Xu, who is Party chief of the group, is suspected of seriously violating discipline and breaking the law.
The move echoed the latest anti-corruption pledge that Premier Li Keqiang made at his annual news conference, also on Sunday morning.
Li said the Party and the Chinese government are committed to combating corruption and upholding integrity and that the administrative reform will be deepened to uproot the "breathing space for corruption".
As an alternate member of the CPC Central Committee, Qiu is the fourth provincial-level official in Yunnan to be placed under investigation since November 2012 when Xi Jinping took the Party's top office.

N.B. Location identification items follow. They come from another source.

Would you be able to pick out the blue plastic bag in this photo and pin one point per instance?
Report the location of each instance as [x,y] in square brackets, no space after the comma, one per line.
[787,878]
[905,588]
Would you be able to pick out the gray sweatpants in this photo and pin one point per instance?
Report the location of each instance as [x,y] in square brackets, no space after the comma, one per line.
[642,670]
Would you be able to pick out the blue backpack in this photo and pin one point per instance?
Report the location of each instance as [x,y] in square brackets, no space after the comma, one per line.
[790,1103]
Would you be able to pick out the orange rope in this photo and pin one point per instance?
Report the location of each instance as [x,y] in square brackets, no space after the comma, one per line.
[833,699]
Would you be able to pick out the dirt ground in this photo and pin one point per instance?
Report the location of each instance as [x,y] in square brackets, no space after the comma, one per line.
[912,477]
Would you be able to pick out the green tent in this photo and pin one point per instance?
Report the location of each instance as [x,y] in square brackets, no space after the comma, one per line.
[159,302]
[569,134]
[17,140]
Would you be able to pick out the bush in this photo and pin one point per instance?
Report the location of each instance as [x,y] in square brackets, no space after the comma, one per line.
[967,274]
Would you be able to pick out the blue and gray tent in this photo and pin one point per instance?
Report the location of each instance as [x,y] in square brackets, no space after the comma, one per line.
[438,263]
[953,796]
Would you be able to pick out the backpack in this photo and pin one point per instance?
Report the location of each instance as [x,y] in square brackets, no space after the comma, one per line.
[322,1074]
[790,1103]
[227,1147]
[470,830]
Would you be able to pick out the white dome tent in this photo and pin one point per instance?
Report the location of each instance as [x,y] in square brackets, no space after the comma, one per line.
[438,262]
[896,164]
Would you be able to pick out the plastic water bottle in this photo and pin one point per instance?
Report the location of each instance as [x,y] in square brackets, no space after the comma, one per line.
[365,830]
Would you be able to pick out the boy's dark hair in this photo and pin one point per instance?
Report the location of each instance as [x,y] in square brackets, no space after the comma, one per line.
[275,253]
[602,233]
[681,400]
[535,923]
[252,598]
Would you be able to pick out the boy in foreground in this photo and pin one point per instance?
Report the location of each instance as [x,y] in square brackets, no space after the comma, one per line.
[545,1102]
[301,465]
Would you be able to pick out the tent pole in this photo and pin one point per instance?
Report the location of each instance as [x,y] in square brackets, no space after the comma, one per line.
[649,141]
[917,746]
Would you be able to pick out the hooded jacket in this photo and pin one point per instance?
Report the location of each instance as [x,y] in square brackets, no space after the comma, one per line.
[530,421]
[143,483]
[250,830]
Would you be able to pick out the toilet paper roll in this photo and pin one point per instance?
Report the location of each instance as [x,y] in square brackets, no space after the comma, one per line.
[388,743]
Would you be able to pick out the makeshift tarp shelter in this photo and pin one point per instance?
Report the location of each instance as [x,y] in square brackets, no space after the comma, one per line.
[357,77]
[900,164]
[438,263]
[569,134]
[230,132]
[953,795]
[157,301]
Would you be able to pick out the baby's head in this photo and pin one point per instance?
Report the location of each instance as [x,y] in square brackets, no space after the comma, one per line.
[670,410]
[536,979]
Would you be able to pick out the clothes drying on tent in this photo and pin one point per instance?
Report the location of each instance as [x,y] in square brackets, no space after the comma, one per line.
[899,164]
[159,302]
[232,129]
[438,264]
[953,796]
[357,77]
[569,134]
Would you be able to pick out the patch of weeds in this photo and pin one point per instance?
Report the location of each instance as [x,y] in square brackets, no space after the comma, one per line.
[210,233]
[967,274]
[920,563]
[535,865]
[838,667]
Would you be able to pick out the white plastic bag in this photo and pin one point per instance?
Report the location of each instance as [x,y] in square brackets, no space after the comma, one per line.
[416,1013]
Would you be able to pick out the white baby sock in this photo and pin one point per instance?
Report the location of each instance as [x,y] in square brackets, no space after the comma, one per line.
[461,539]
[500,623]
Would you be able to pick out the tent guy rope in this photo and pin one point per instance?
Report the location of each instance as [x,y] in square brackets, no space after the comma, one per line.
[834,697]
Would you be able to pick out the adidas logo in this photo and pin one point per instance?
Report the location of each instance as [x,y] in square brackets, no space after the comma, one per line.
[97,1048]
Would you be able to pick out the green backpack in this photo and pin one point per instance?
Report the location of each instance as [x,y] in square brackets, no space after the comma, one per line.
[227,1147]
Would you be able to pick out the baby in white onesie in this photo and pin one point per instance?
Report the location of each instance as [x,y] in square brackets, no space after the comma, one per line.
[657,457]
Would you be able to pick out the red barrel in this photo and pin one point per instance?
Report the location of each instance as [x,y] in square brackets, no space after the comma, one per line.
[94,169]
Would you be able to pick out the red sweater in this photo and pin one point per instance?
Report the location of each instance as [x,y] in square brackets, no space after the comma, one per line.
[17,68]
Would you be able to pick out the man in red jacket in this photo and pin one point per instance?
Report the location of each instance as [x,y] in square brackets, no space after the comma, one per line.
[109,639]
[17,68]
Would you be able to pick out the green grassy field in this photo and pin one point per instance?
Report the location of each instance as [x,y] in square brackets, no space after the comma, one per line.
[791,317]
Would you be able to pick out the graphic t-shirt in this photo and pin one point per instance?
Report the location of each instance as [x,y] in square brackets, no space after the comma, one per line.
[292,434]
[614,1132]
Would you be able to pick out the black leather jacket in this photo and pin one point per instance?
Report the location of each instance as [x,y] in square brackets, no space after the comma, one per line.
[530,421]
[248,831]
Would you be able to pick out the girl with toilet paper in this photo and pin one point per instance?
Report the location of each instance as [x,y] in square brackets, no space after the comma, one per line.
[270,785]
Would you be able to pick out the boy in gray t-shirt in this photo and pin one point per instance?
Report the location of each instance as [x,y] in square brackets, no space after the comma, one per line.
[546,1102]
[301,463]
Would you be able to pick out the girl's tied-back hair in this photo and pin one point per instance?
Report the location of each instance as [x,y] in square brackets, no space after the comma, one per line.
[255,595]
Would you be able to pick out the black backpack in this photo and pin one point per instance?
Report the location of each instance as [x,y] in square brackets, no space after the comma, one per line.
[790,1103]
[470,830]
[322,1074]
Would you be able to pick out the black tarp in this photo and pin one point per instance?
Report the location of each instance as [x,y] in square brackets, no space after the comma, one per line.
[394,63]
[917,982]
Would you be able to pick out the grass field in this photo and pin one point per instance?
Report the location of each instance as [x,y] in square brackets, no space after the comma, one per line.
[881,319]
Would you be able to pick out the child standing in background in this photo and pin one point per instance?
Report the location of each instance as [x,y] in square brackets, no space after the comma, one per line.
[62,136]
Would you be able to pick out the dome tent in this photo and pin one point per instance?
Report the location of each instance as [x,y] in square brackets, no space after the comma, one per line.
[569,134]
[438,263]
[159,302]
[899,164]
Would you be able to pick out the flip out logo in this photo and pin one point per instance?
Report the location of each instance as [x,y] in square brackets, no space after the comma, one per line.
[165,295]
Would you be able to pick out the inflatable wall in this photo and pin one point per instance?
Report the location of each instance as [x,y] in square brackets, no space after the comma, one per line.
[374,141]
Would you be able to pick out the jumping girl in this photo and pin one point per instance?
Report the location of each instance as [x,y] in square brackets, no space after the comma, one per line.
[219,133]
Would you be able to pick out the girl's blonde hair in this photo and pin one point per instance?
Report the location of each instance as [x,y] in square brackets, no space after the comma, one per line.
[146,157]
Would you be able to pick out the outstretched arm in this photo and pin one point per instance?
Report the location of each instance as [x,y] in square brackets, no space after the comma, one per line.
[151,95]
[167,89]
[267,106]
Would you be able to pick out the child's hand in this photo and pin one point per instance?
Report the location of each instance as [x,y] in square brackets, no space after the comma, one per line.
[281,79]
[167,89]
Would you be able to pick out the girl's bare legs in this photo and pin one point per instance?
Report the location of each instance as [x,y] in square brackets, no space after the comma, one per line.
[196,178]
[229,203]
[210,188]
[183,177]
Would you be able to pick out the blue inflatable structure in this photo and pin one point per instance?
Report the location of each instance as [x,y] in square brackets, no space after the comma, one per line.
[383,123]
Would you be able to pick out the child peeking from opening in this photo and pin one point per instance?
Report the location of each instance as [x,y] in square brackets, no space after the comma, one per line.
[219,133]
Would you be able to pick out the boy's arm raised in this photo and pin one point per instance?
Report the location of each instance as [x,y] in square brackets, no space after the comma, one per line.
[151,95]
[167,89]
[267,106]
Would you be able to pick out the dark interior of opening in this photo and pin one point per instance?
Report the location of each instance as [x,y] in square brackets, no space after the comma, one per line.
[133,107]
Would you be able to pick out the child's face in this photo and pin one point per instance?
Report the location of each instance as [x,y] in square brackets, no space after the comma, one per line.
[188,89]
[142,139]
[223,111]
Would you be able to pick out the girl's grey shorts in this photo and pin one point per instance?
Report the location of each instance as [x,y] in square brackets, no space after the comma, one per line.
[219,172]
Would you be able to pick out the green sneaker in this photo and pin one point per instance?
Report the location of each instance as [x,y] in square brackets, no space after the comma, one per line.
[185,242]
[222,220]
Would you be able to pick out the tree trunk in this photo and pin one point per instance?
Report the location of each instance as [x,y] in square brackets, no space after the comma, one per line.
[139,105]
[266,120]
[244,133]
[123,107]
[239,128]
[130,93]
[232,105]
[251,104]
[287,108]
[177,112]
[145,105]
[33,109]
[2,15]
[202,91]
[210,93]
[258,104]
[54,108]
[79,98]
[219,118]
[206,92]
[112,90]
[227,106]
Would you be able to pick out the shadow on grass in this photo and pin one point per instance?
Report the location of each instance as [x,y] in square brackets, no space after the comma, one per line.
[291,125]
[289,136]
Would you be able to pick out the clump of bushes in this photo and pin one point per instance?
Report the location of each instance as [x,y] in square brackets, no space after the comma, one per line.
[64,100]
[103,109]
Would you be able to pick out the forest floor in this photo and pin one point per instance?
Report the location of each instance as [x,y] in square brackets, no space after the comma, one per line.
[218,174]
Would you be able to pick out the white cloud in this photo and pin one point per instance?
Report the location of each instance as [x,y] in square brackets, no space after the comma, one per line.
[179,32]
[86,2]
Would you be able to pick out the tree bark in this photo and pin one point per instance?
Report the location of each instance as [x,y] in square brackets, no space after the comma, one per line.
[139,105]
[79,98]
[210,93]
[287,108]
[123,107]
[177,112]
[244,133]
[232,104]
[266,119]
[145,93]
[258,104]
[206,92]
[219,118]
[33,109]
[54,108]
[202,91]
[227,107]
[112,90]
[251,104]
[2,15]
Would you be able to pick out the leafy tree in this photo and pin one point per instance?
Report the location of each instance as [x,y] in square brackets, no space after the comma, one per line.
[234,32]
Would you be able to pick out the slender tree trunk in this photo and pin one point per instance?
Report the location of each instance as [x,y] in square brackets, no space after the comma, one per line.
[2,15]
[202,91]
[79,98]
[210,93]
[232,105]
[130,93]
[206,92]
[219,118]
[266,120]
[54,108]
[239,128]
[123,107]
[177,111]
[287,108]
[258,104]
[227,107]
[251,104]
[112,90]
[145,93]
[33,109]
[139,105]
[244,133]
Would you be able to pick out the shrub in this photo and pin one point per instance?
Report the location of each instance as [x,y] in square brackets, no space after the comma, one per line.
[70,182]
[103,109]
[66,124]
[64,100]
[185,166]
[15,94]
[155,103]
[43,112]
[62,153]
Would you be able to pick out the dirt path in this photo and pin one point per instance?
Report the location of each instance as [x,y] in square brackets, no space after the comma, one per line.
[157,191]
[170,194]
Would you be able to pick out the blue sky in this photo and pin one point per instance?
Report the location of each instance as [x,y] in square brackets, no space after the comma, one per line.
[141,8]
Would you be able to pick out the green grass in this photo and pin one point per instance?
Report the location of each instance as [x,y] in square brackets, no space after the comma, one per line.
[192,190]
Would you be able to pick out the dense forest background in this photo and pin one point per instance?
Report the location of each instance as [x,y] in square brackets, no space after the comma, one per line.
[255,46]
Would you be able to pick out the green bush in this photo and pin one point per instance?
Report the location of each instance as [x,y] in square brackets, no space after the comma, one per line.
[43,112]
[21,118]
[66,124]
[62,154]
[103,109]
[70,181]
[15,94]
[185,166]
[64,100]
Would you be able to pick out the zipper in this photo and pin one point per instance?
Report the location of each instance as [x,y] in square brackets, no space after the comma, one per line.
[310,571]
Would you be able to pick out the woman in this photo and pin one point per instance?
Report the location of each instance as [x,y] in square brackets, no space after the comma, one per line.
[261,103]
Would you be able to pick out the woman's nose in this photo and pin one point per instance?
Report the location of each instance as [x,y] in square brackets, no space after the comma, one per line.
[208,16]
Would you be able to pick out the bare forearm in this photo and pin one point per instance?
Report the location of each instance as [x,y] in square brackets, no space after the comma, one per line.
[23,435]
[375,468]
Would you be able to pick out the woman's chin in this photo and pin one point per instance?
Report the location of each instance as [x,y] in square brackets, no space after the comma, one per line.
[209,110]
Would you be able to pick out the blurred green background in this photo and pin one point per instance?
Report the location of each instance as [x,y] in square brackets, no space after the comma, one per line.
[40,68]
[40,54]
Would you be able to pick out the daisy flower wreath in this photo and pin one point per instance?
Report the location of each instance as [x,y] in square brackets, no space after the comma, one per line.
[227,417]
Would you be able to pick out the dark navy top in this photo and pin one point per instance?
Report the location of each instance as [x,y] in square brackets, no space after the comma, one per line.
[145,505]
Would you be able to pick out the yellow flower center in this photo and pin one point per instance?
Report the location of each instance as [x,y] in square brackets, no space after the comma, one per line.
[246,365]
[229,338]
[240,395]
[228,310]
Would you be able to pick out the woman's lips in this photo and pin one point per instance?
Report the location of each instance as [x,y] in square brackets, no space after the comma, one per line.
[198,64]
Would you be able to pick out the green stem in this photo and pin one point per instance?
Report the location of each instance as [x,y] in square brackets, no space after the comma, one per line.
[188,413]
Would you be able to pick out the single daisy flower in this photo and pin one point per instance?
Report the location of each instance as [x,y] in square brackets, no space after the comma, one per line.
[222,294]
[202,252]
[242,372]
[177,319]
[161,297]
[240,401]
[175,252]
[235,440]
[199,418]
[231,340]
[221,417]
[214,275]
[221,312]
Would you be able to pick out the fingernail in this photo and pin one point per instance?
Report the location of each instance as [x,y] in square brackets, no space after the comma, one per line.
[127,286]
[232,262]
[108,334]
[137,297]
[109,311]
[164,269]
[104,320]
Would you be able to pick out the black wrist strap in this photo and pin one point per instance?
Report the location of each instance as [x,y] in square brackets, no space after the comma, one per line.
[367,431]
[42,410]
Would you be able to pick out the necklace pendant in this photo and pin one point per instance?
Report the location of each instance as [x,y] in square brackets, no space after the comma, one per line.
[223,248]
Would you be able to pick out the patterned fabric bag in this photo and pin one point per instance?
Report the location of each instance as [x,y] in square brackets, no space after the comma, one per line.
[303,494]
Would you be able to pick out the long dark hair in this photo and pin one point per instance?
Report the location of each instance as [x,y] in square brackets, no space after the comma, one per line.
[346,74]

The previous three were Bai Enpei, former Party chief of the province, Shen Peiping, a deputy provincial governor and Zhang Tianxin, Party chief of the provincial capital Kunming.
Qiu, 58, started his career as an agricultural researcher at the Jiangsu Academy of Agricultural Sciences in 1982 after graduating from Nanjing Agricultural University.
Following eight years in the academy, Qiu was named a deputy section chief in the Jiangsu provincial science committee, becoming a government official. In 1996, he was promoted to vice-mayor of Suqian, a small city in Jiangsu that turned into a demonstration of his ironhanded measures in improving officials' work style and developing urban infrastructure.
He became well known across the country in 2004 when Southern Weekly, a popular newspaper in China, published a cover story about the governance of Qiu, who was then Party chief of Suqian.
The ensuing media coverage on Qiu's relentless efforts in punishing slack officials and invigorating the local economy brought him a huge reputation as well as controversies that claimed he overused his power and sold out State-owned assets in the city.
However, such controversies did not stop him from a succession of promotions. In 2006, Qiu was appointed deputy governor of Jiangsu. Nearly two years later, he became Party chief of Kunming, where he continued to impose his heavy-handed policies on officials.
Despite Qiu leaving the city government and being named deputy Party chief in late 2011, some people accuse him of executing forcible demolition to make way for his development plan.